Усевшись между двумя своими приятельницами, баба Маня с удовольствием подумала, что оказаться между двух Руфин – большая удача, к денежному притоку, и что оберег от порчи не забыт дома и лежит в кармане, рядом с ладонкой и камешком от рака, и что служит сегодня старец, сорокалетний отец Сидор, не то что эти безблагодатные, безбородые юнцы, у отца Сидора одна борода чего стоит, знатная, святая борода, кофту связать можно и пояс на больную спину.
Затем баба Маня затеплила свечу (за 25!) и снова порадовалась: та не закоптила, а значит быть сибирскому здоровью и кавказскому этому… как его…
Два с половиной часа подруги спорили, как лучше приготовить целебные верёвки, которыми связывают руки и ноги у покойников: беззубая Руфина настаивала, что варить надо четыре часа и вкушать с подсолнечным маслом, Руфина с протезированным ртом утверждала, что достаточно трёх часов и батюшки благословляют верёвки с постным майонезом; а баба Маня помалкивала: макароны с кетчупом нравились ей больше, чем верёвки с постным маслом, и умирать она собиралась через 120 лет не от заворота кишок, а от святости.
Временами, когда отец Сидор начинал выкрикивать ектеньи особенно зычно и благодатно, старушки поспешно крестились и, не вставая, трогали пальцами пол. Отвлекались они от беседы и тогда, когда свечку ставили девицы в непозволительных куцых, наглых и циничных юбчонках или отставные инструкторши райкома в брюках и без платков. В неравной борьбе с этими безбожницами бабушки не щадили нервов.
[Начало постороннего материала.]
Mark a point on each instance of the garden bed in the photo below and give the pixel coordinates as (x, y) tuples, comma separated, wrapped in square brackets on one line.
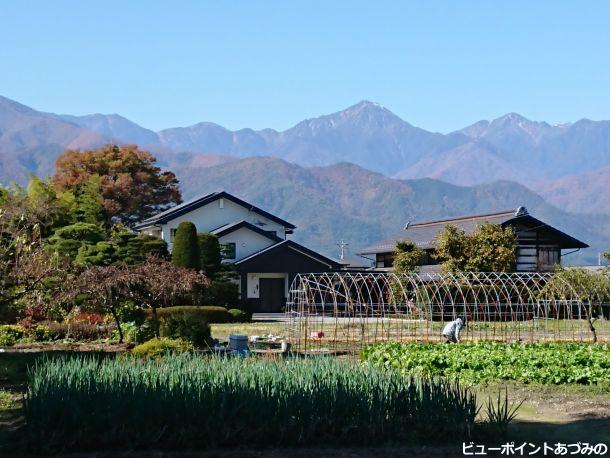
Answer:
[(544, 363), (189, 401)]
После помазания старые приятельницы трогательно расцеловались и, не сговариваясь, заметили, какая их коснулась благодать. А завтра навалится ещё большая благодать – завтра всем трем предстоит приобщиться Святых Таин!
Придя домой, баба Маня снова провела Адама по памятным местам, попила кипяточку (сегодня среда, Иудин день, ни-ни!), рассеянно помахала рукой у картины «искушение святой Терезы» и с чувством не зря прожитого благочестивого дня стала умиротворённо засыпать со счастливой улыбкой: как всё-таки славно и богоспасаемо, что она, Мария Денисовна Санпауль – церковная староста!